Semble

Semble is a code search library built for agents. It returns the exact code snippets they need instantly, cutting both token usage and waiting time on every step. Indexing and searching a full codebase end-to-end takes under a second, with ~200x faster indexing and ~10x faster queries than a code-specialized transformer, at 99% of its retrieval quality (see benchmarks). Everything runs on CPU with no API keys, GPU, or external services.

Run it as an MCP server and any agent (Claude Code, Cursor, Codex, OpenCode, etc.) gets instant access to any repo, cloned and indexed on demand.

Quick Start

Install Semble:

pip install semble  # Install with pip
uv add semble       # Install with uv

Index a repo and search it:

from semble import SembleIndex

# Index a local directory
index = SembleIndex.from_path("./my-project")

# Index a remote git repository
index = SembleIndex.from_git("https://github.com/MinishLab/model2vec")

# Search with a natural-language or code query
results = index.search("save model to disk", top_k=3)

# Find code similar to a specific result
related = index.find_related(results[0], top_k=3)

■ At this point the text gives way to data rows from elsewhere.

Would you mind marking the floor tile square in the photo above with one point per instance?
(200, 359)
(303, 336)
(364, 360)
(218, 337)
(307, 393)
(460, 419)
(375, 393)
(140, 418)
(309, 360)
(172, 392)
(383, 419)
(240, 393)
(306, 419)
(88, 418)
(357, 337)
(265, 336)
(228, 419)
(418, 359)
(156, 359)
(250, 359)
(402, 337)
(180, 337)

# Each result exposes the matched chunk
result = results[0]
result.chunk.file_path   # "model2vec/model.py"
result.chunk.start_line  # 127
result.chunk.end_line    # 150
result.chunk.content     # "def save_pretrained(self, path: PathLike, ..."

Main Features

Fast: indexes a repo in ~250 ms and answers queries in ~1.5 ms, all on CPU.
Accurate: NDCG@10 of 0.854 on the benchmarks, on par with code-specialized transformer models at a fraction of the size and cost.
Local and remote: pass a local path or a git URL; indexes are cached for the session.
MCP server: drop-in tool for Claude Code, Cursor, Codex, OpenCode, and any other MCP-compatible agent.
Zero setup: runs on CPU with no API keys, GPU, or external services required.

How It Works

Semble splits each file into code-aware chunks using Chonkie, then scores every query with two complementary retrievers:

Semantic: static Model2Vec embeddings from the code-specialized potion-code-16M model.
Lexical: BM25 for exact matches on identifiers and API names.

The two score lists are fused with Reciprocal Rank Fusion (RRF) and then reranked with a set of code-aware signals:

Adaptive weighting — symbol-like queries (Foo::bar, getUserById) get more lexical weight; natural-language queries stay balanced.
Definition boosts — a chunk that defines the queried symbol (class, def, func) ranks above chunks that merely reference it.
Identifier stems — query tokens are stemmed and matched against identifier stems, so parse config boosts chunks containing parseConfig, ConfigParser, or config_parser.
File coherence — when multiple chunks from the same file match, the file is boosted so the top result reflects broad file-level relevance.
Noise penalties — test files, compat/legacy shims, example code, and .d.ts stubs are down-ranked so canonical implementations surface first.

Because the embedding model is static with no transformer forward pass at query time, all of this runs in milliseconds on CPU.